The Actuarial Profession, the umbrella body for England’s Institute of Actuaries and Scotland’s Faculty of Actuaries, say that in many respects pensions behave like bonds. “Both pensions and bonds have regular streams of income stretching many years into the future. Finance theory teaches us that the market value of a pension fund’s liabilities is unaffected by how the assets are invested.”
They note that a bond portfolio is the lowest risk investment. “That is to say, inflation-linked bonds, not equities, have the highest probability of being able to meet the wage-linked liabilities.” They make the remarks in The Agenda, a look ahead to 2003.
They also discern a conflict at the heart of pensions provision, saying the needs of companies’ capital investment plans are at odds with the requirements of pension contributions.

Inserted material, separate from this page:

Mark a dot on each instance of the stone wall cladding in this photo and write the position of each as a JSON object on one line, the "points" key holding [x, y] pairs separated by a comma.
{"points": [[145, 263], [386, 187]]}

“Equity investment leverages the business, creating the need for cash injections to the pension fund at exactly the time the business itself could be doing badly,” they say. “This is why pension accounting had to change – although FRS17 is unlikely to represent the last word.”
FRS17 is a new accounting standard that takes a snapshot of a pension fund’s liabilities.
“Cash accounting drove a wedge between shareholders (who want the business’s risks managed) and management (who want low cash).”
Actuaries are under fire at the moment, with newspapers calling for the profession to face the same scrutiny as accountants did following the Enron collapse. For its part, the Actuarial Profession says it has been “exploring the introduction” of compulsory peer reviews.